Certain technological breakthroughs have provided individuals with type 1 diabetes with more flexibility and freedom in managing their condition. The introduction of continuous glucose monitoring systems (such as Dexcom® and Enlite®) and more recently, the FreeStyle Libre (also known as flash glucose monitoring system), has revolutionized the way blood glucose is measured. These devices allow for non-invasive and more frequent glucose monitoring, providing trend curves that help users better understand glycemic variations and adjust their treatment accordingly. Continuous glucose monitoring systems and flash glucose monitoring system can help improve glycemic control (HbA1C) while reducing time spent in hypoglycemia. For instance, studies on the FreeStyle Libre have shown a 46% reduction in time spent in hypoglycemia, particularly among those who initially had poorer glycemic control.

In addition, the use of insulin pumps can also be a useful tool in reducing hypoglycemia and preventing certain severe episodes. Insulin pumps allow for the programming of different basal insulin infusion rates throughout the day. The pump also has a function to assist in calculating bolus insulin doses for meals. It can even estimate the amount of active insulin still in circulation to help determine the appropriate doses to administer. Moreover, when coupled with a continuous glucose monitor (such as the system from Medtronic), insulin infusion can be automatically suspended in case of a drop in blood glucose.

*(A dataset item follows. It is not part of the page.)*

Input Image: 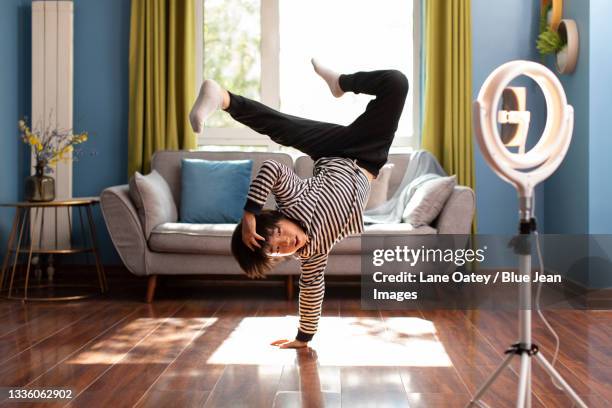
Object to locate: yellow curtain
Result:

Despite their demonstrated benefits, these new technologies are not accessible to everyone, primarily due to their cost and existing reimbursement policies. Furthermore, to be used to their full potential, they require initial and periodic education from healthcare professionals. For example, one must learn to adjust pump settings to prevent certain hypoglycemic events. Unfortunately, some patients lack support, and healthcare professionals may not always have the time or feel comfortable recommending these technologies and providing the necessary education.

Pharmacological Advances for Hypoglycemia Reduction

Since its first therapeutic use in 1921, insulin used for diabetes treatment has undergone significant pharmacological advances. Now, there are available ultra-rapid insulin analogs that take less than 5 minutes to act, as well as long-acting basal insulins with increasingly flat action profiles. These advancements allow for a closer imitation of the action of the pancreas in individuals without diabetes and potentially reduce the risk of hypoglycemia.
In contrast to insulin, there is glucagon. Used as an emergency medication in cases of severe hypoglycemia, glucagon is also undergoing pharmacological advancements that could benefit individuals with type 1 diabetes. Typically, in the event of severe hypoglycemia, glucagon is injected into a muscle by a third person to rapidly raise blood glucose levels. However, a new nasal administration method is currently being studied. This simpler-to-use formulation may potentially reduce emergency room visits resulting from severe hypoglycemia.

Towards Hypoglycemia Reduction

On one hand, the technological and pharmacological advancements with the potential to reduce the risk of hypoglycemia are encouraging. On the other hand, the BETTER program team believes that defining hypoglycemia accurately, understanding patients’ experiences with therapy, technology, and hypoglycemia, as well as facilitating education about these products, are essential.